Now, in Week 5, it’s time to secure your APIs with Spring Security and JWT (JSON Web Token) authentication — the standard for modern web and mobile apps.

By the end of this article, your APIs will be protected, supporting login, registration, and role-based access control.

Why JWT + Spring Security?

Traditional session-based authentication has challenges:

  • Hard to scale in microservices
  • Requires server-side session storage
  • Not mobile/web friendly

JWT solves these problems:

  • Stateless authentication (no server session)
  • Works across multiple services
  • Easy to integrate with mobile and SPA frontends

Step 1: Add Dependencies

In your pom.xml:

<dependency>
    <groupId>org.springframework.boot</groupId>
    <artifactId>spring-boot-starter-security</artifactId>
</dependency>

<dependency>
    <groupId>io.jsonwebtoken</groupId>
    <artifactId>jjwt-api</artifactId>
    <version>0.11.5</version>
</dependency>
<dependency>
    <groupId>io.jsonwebtoken</groupId>
    <artifactId>jjwt-impl</artifactId>
    <version>0.11.5</version>
    <scope>runtime</scope>
</dependency>
<dependency>
    <groupId>io.jsonwebtoken</groupId>
    <artifactId>jjwt-jackson</artifactId>
    <version>0.11.5</version>
    <scope>runtime</scope>
</dependency>

This includes Spring Security + JJWT library for token generation and validation.
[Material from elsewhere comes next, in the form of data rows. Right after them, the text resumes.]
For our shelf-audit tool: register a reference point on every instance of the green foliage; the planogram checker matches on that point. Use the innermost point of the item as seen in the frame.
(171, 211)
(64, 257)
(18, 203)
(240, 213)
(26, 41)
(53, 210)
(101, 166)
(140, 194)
Step 2: User Entity & Roles

@Entity
@Table(name = "users")
public class User {
    @Id
    @GeneratedValue(strategy = GenerationType.IDENTITY)
    private Long id;

    private String username;

    private String password;

    private String role; // e.g., ROLE_USER, ROLE_ADMIN

    // Getters & Setters
}

Passwords must be hashed before storing. Never store plaintext passwords.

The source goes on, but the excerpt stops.